Introducing our Newest Fellows

The Center for Hebraic Thought is happy to announce the addition of Dr. Jonathan Pennington and Dr. Jeremiah Unterman to our cohort of academic fellows! The Center for Hebraic Thought welcomes distinguished scholars, both Jewish and Christian with different scholarly backgrounds to diversify expertise at the CHT as well as to encourage their research on the thought world of the Bible. 

Dr. Jonathan Pennington

Dr. Pennington is an excellent example of a scholar working at the intersection of philosophy and the Bible. Most people think of the Old Testament when they hear “Hebraic thought.” But Hebraic thought pervades the New Testament as well, Jesus being a perfect example of engaging the Greco-Roman world with thinking rooted in the Hebrew Bible. We are pleased to bring in our first New Testament scholar, Dr. Jonathan Pennington, who has written extensively on Jesus’ use of Greek philosophical concepts in order to affirm what is good and re-orient it to the Hebraic world of philosophy. His two recent books The Sermon on the Mount and Human Flourishing and Jesus the Great Philosopher are two examples of Hebraic thought encountering Hellenism. 

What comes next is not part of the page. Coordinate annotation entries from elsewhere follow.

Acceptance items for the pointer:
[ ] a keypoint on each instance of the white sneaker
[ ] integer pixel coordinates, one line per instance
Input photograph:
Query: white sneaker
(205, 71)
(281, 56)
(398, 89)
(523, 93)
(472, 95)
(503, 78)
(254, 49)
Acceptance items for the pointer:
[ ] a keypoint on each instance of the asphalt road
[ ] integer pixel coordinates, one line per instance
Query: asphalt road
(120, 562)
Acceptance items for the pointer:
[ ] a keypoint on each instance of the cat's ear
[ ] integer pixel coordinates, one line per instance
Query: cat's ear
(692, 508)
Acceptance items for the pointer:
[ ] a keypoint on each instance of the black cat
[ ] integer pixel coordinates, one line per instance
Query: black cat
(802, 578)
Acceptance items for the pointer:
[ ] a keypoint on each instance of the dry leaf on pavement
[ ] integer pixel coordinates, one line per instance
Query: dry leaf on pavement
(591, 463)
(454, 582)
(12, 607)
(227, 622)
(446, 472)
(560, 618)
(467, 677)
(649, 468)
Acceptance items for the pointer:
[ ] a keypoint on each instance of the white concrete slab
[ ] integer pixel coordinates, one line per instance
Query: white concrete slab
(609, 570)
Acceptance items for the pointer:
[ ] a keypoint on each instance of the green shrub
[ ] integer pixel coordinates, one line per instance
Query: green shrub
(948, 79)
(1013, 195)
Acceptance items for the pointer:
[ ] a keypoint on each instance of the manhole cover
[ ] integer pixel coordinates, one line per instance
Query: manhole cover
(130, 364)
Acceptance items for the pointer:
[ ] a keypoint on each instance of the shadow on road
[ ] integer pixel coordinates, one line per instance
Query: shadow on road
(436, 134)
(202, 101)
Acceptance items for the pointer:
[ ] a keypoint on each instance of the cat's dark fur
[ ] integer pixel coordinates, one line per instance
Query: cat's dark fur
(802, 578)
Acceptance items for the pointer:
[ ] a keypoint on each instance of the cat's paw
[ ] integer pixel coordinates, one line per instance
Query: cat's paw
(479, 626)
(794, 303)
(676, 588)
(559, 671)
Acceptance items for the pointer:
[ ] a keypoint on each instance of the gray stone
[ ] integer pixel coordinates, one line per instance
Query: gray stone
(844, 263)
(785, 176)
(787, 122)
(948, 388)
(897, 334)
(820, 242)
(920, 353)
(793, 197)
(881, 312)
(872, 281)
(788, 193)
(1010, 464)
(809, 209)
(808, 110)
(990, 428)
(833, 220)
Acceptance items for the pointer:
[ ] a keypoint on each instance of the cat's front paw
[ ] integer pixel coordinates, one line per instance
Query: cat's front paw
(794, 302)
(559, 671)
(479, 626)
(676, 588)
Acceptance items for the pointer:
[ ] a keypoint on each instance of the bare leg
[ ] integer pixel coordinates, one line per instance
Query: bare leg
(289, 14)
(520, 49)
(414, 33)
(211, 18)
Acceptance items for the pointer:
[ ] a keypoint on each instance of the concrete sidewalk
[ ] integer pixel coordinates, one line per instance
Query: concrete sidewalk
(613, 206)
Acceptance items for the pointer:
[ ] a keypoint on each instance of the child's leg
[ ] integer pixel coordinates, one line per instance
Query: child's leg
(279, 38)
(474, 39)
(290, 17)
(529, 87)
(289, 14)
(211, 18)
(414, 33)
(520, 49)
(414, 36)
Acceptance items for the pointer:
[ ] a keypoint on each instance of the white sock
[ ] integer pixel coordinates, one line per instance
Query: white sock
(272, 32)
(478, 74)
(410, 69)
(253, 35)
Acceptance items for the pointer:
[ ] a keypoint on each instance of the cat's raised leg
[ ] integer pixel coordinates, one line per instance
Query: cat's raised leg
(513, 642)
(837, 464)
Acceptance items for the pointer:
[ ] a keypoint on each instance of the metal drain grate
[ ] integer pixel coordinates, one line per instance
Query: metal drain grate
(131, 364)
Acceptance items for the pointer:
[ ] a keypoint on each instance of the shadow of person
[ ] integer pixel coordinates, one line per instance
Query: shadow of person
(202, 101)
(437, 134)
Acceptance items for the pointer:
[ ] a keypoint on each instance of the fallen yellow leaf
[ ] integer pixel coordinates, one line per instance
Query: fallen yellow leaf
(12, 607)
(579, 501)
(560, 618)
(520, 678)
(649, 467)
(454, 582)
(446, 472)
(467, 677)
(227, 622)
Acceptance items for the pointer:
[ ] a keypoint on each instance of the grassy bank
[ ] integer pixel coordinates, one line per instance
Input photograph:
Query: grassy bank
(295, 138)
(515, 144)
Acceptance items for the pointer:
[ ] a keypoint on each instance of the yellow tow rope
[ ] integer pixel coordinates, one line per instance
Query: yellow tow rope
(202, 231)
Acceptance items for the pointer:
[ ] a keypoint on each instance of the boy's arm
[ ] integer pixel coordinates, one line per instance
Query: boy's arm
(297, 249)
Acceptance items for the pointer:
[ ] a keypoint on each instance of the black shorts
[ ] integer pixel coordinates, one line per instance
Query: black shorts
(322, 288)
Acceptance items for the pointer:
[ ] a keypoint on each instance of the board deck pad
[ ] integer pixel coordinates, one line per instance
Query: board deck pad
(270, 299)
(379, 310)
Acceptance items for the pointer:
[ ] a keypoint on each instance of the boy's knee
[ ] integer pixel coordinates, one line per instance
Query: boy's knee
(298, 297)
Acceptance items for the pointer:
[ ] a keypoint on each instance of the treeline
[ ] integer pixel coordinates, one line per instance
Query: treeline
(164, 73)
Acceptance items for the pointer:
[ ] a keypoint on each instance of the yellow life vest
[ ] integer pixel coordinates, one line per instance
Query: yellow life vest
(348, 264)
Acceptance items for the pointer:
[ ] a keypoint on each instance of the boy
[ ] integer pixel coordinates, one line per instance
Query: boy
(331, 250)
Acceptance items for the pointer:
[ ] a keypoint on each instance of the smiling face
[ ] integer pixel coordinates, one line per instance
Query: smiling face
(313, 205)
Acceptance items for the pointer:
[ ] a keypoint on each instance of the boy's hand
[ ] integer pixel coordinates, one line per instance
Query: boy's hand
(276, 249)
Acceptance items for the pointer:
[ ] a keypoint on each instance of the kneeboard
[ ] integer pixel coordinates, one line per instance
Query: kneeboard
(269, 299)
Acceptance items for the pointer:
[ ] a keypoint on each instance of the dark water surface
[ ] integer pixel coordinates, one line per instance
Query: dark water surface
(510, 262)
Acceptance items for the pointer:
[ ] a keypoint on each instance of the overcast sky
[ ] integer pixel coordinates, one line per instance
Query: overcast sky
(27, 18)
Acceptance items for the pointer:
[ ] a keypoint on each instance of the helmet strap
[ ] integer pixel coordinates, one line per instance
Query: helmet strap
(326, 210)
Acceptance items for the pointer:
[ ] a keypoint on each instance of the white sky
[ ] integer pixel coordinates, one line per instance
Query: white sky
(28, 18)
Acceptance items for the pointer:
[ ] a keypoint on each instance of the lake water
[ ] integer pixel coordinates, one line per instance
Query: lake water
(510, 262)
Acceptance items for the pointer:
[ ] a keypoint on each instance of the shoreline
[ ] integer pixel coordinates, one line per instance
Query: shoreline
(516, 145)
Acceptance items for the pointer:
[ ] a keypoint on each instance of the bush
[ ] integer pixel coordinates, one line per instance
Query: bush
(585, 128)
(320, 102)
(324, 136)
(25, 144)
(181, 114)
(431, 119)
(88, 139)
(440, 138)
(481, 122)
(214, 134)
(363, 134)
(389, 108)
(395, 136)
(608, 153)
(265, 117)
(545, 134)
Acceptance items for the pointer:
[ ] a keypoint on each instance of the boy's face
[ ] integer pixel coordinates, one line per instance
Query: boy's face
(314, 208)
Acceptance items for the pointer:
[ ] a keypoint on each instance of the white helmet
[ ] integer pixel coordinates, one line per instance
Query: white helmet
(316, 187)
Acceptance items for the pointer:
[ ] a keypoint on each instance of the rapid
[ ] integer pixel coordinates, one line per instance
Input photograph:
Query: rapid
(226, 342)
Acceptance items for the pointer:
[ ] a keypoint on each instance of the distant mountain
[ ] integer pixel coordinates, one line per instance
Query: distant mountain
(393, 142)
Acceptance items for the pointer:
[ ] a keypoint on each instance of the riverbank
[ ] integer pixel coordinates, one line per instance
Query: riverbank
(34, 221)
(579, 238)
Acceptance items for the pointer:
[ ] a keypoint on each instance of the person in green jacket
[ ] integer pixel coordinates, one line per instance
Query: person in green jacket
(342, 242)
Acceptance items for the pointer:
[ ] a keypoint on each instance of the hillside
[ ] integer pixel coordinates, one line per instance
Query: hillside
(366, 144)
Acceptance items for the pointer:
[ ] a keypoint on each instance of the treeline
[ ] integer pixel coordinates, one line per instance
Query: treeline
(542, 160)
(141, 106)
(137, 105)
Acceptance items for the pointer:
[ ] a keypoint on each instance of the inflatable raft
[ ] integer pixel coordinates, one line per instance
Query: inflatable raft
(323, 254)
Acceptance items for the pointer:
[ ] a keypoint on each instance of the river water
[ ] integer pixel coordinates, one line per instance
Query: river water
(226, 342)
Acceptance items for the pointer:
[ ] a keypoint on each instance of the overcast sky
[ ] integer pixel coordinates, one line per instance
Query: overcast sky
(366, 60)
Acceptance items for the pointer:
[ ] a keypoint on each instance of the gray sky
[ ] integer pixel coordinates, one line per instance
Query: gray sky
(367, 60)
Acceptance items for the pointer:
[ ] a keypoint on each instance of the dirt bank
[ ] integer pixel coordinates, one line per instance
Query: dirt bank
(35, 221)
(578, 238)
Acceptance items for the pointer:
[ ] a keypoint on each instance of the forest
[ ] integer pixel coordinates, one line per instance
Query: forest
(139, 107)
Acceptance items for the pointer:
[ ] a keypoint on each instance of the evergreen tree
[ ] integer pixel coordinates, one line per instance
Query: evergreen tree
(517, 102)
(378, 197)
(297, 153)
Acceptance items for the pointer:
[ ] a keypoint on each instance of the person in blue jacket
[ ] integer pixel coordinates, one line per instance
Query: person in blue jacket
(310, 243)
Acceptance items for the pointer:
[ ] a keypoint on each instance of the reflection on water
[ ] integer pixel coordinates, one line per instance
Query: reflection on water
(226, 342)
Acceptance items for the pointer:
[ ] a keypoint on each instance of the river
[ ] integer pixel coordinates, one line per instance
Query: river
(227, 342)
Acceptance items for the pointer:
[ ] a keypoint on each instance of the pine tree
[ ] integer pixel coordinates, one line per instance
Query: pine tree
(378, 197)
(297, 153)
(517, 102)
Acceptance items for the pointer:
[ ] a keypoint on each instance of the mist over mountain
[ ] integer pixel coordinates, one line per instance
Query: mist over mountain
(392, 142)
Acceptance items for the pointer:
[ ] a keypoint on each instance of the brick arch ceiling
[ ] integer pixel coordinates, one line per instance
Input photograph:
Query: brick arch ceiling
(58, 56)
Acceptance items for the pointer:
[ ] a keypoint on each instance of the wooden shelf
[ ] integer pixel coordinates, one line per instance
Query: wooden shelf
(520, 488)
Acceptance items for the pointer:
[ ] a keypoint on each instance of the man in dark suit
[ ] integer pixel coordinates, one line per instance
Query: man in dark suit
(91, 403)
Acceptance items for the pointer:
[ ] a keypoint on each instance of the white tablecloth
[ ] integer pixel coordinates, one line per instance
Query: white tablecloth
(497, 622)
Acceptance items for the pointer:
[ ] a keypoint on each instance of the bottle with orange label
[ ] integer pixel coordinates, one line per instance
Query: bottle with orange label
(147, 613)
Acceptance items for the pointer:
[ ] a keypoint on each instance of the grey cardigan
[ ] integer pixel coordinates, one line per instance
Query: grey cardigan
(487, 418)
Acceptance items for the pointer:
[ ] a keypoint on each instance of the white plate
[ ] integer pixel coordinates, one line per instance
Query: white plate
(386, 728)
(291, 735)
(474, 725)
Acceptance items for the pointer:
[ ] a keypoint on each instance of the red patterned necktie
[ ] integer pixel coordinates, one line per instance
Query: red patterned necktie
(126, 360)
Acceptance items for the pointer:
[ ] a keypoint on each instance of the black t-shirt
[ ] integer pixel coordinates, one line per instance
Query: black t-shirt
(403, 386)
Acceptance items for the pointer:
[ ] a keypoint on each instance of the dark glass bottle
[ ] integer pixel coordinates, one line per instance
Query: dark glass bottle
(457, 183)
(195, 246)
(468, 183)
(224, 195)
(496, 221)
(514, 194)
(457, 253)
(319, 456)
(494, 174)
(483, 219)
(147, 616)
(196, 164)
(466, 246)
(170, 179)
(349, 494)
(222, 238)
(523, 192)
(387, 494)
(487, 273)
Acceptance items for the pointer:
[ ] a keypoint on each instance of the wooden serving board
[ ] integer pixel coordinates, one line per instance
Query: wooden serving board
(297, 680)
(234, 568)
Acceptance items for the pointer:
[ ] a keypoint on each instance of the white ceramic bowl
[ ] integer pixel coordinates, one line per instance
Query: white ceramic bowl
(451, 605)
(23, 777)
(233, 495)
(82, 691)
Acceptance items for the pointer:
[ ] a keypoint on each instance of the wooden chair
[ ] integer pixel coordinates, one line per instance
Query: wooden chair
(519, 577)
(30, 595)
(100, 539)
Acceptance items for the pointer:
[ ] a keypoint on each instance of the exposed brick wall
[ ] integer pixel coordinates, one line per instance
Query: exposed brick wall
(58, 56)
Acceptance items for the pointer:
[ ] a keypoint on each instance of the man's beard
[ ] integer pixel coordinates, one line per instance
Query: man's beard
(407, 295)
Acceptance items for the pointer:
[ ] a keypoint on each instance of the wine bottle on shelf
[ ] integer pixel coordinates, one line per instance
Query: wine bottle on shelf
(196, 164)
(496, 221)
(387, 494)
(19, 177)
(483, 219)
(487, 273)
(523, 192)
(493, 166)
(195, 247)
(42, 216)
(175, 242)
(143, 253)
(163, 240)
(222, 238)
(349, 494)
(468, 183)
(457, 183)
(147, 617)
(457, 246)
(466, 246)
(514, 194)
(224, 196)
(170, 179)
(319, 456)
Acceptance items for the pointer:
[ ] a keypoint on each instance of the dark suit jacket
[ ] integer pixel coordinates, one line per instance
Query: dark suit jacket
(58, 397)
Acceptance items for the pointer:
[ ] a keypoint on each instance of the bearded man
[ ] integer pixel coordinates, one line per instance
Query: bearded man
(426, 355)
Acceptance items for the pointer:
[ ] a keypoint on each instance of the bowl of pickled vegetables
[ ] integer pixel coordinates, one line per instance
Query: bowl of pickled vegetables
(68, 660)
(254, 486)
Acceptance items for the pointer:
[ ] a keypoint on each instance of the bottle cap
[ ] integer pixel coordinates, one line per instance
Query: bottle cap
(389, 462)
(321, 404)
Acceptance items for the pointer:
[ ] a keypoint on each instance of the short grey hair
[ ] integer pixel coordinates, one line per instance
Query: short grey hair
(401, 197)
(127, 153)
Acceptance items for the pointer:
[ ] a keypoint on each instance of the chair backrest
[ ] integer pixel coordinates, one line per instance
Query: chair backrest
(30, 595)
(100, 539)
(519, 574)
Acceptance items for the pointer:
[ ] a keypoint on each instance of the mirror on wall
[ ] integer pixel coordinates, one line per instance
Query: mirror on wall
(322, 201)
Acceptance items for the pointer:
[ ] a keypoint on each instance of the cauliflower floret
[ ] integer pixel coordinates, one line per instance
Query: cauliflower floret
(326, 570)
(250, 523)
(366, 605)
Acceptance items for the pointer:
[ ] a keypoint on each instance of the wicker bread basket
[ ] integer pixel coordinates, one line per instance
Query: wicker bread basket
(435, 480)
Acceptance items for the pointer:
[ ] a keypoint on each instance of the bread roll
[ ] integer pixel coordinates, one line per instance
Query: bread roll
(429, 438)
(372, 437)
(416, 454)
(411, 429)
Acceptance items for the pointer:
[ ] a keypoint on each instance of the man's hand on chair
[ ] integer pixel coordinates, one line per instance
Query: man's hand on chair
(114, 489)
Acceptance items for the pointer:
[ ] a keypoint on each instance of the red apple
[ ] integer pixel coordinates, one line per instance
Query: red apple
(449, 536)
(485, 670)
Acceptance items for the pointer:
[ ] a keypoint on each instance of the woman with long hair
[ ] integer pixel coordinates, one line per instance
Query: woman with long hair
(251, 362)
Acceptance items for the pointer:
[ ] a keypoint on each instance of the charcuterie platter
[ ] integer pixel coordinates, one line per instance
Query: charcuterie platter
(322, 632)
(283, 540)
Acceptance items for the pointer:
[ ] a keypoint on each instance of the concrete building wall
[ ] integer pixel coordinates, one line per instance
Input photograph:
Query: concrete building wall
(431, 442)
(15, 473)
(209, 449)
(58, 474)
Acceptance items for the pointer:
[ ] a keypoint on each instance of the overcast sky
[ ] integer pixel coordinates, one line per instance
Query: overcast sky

Dr. Pennington received his PhD in New Testament Studies from the University of St. Andrews, Scotland, and is Associate Professor of New Testament Interpretation and Director of Research Doctoral Studies at Southern Baptist Theological Seminary in Louisville, Kentucky. He is also on the preaching staff at Sojourn East in Louisville, Kentucky, and is the host and co-producer of the YouTube show, Cars, Coffee, Theology.

Dr. Pennington wrote “Jesus the Philosopher,” an article based on his forthcoming book, for the Center for Hebraic Thought earlier this year. He writes about Jesus, “he showed up in dialogue with his fellow Jewish teachers as a prophetic-flavored philosopher, not entirely unlike Socrates,” defending his philosophical savvy against critiques of being merely a religious figure and “good teacher.” Further, check out this episode of Cars, Coffee, Theology, where Dr. Pennington interviews CHT Director Dr. Dru Johnson.

Rabbi Dr. Jeremiah Unterman

Dr. Jeremiah Unterman is an Israeli scholar who studied under the famous biblical scholar: Jacob Milgrom. His recent book Justice for All: How the Jewish Bible Revolutionized Ethics offers a keen and clear analysis of the ethical world of the ancient Near East into which the Hebrew Bible entered. It’s difficult to appreciate how radical the Hebrew Bible’s protections and legal mercies were until considered in its own context. The CHT is honored to have the Rabbi Dr. Unterman join in the effort to elevate biblical thinking on ethics.

Rabbi Dr. Jeremiah Unterman has been resident scholar at the Herzl Institute, and, since 2017, the academic editor for the Koren Tanakh of the Land of Israel. Aside from the aforementioned Justice for All, he has written From Repentance to Redemption: Jeremiah’s Thought in Transition, and over 60 articles in scholarly journals and encyclopedic publications in the U.S. and Israel.

He received Ph.D. in the Judaica Program of the Near Eastern Studies Department at U.C., Berkeley. He is a citizen of both the United States and Israel, and served in the Israel Defense Forces. He lives in Jerusalem, Israel.

After joining the CHT as a Fellow, Dr. Unterman gave a public lecture at The King’s College last Fall on Moral Progress in the Hebrew Bible, answering the question of whether the Hebrew Bible gives the world moral progress, or just another system of morality (hint: yes, the Hebrew Bible brought about ethical innovations thus far unseen in the ancient Near East). You can listen to the recording of that talk here.

Dr. Unterman also recorded a podcast with CHT Director Dr. Dru Johnson on Hebrew Ethics. He argues that ethical notions originated by the Hebrew Bible, such as “all men are created equal,” sound obvious to the modern west but were unheard of in the Bible’s ancient context.

Dr. Pennington and Dr. Unterman join our other academic fellows at the Center for Hebraic Thought: 

  • Rabbi Dr. Joshua Berman, a professor of Hebrew Bible at Bar-Ilan University
  • Dr. Jeffery P. Garcia, Assistant Professor of New Testament and Second Temple Literature at Nyack College, NYC
  • Rev. Dr. Peter Leithart, President of the Theopolis Institute, a theological think tank and training center in Birmingham, Alabama
  • Rev. Dr. Ryan O’Dowd, Senior Fellow at Cornell University’s Chesterton House and pastor of Bread of Life Anglican Church of Ithaca, New York
  • Dr. Shira Weiss, who holds a Ph.D. in Jewish Philosophy and has taught at Yeshiva University.